Does the Metro Water department have data on how much loss occurs in the distribution system?
According to studies conducted earlier, Non Revenue Water (NRW) was estimated at 35 to 40 percent. In the past few years, most of the pipelines and service connections were changed. There is no significant loss due to leaks in the distribution system.The current physical loss is estimated at 15%.
Many townships are extracting groundwater without getting NOC from Metro Water. What’s the procedure to get an NOC? Did the Board come up with a policy for it?
Consumers should obtain permission from the board to set up pumps above 0.5HP motor, both in open wells and borewells. There is an ongoing project initiated by the Board that aims to conduct a survey on these irregularities across the city. Those who violate the norms will have to pay annual licence fees for use of these pumps.
Dewatering — where the water table is lowered to pave way for a construction site — is rampant in the city. Experts say that this results in the diversion of aquifer flow and the depletion of water tables in open wells. Has the Board formulated any policies or restrictions on dewatering?

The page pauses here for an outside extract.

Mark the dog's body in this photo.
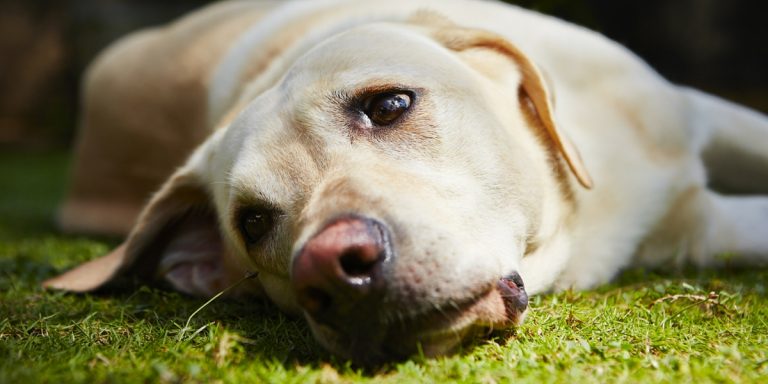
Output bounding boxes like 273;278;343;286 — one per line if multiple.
47;0;768;359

Again, the automatic ground water level monitors in the 200 depot offices will be able to keep such practices in check and prevent excessive extraction of ground water.
Storm water drains in the city are filled with sewage. It’s an inter-departmental issue that also involves Chennai Corporation. How does the board plan to solve it?
Citizens who are unable to get a sewage connection often let the sewage out into storm water drains. Thereby, we have simplified the procedure of getting a sewage connection through the “Illam Thorum Inaippu” scheme. Economically weaker sections can pay the sewer connection charges in ten instalments (It is a one-time investment of Rs 7500 for a 200 square metre home.)
Recently, we provided 9000 connections for 570 streets within a span of 20 days. We could provide the connections before the Corporation commenced road-laying projects in those streets. That way, we don’t have to dig up the new roads again for sewer connections.
Why is piped water supply still a far-fetched dream in localities such as OMR?
Those localities were brought under the Greater Chennai Corporation limits in 2011. After the completion of the 400 MLD desalination plant, water supply will be provided to this area, and it will be a permanent solution.